I realized I was braving the wilderness. I had left the safety of the familiar that was now in the rearview mirror and was marching forth vulnerably into areas unknown, both personally and professionally. 

I am discovering what I can do with the space and freedom of being single and reclaiming so many of those parts of me left behind. For instance, I’m reconnecting with writing. I have the quietness of space to indulge my love of reading and have found joy in cooking again, an interest I long ago abandoned.

Professionally, I feel like a phoenix rising out of the ashes. I’ve spent the last six months in contemplative inquiry to see if there was a way to continue my work without requiring me to be an indentured servant to it, which was the precipice of the problem.
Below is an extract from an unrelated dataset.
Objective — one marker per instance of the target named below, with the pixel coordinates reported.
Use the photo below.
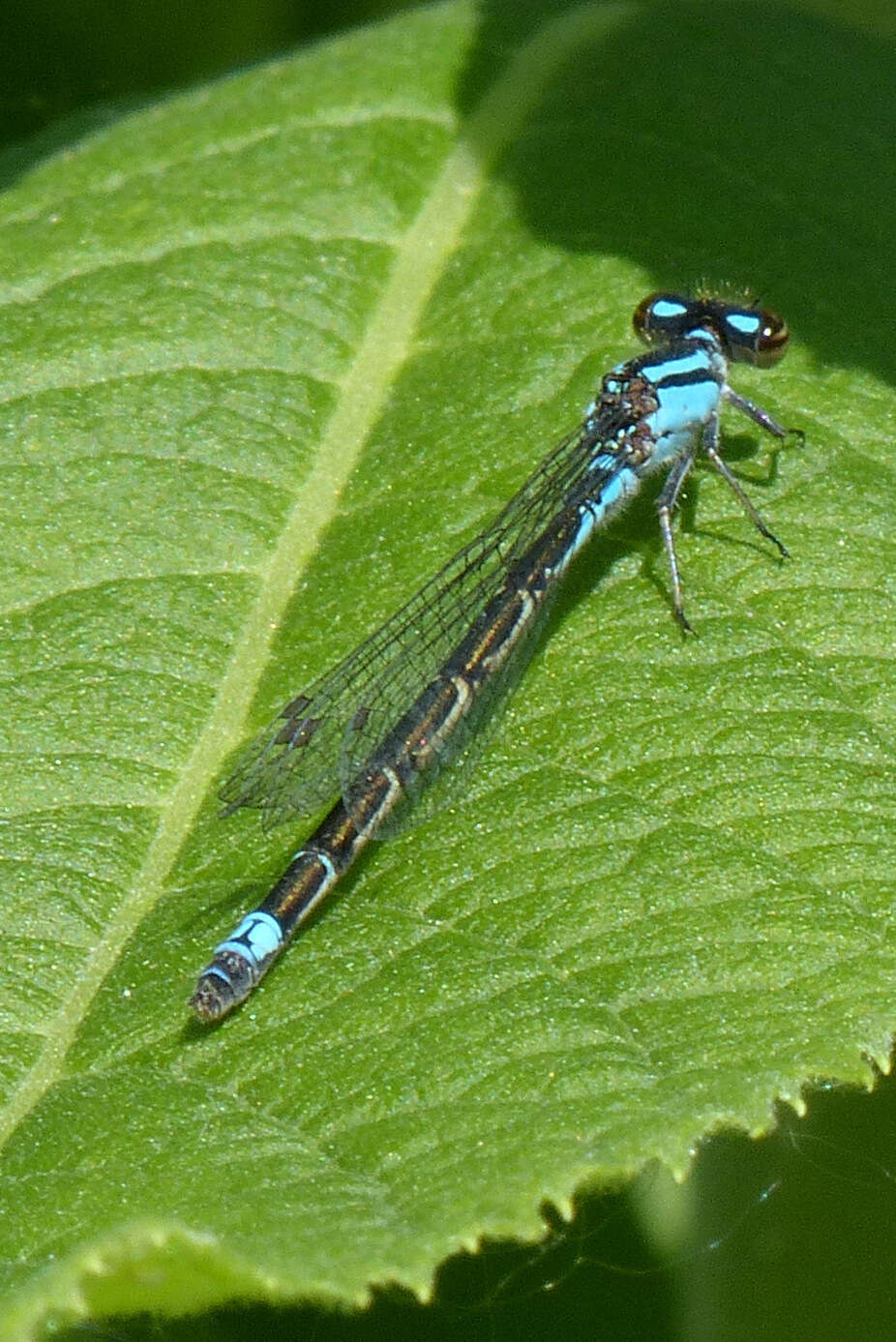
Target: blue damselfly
(378, 728)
Fortunately, there is, and this new path is going to allow me to approach my work with an entirely new disposition that will afford me the privilege of working in my best and brightest areas of brilliance while still being surrounded by a team that uplifts and supports me, each operating in their own area of brilliance. 

And to stitch all this together, I have a new home, a new workspace. It’s not the new that is so important, as what the new symbolizes. My new apartment just feels right. It feels like a nest where I can rest and also a playground where I can create. I love the way the sunlight streams through the windows, the depth and layout of the floor plan. It’s not too big, but it’s big enough to be roomy and make it a home.

I call it Casa Prosperidad and to me it symbolizes both a physical space, the place where I live and work and rest, and a metaphysical space, the wellspring from which joy can flow prosperously and a place that can nurture creation and reinvention. It’s the place where I can accept the challenge of allowing myself joy without dress rehearsing tragedy. It’s the space from which I can dance gracefully into the turn of new opportunities, both personally and professionally. It is a space to cultivate mindfulness and where I can brave into the heart of the wilderness and truly live my best life.

This post was inspired by Brené Brown’s book Braving the Wilderness. I highly recommend this thought-provoking book. It is rich with relatable stories about the quest for belonging and answering the call of the wild.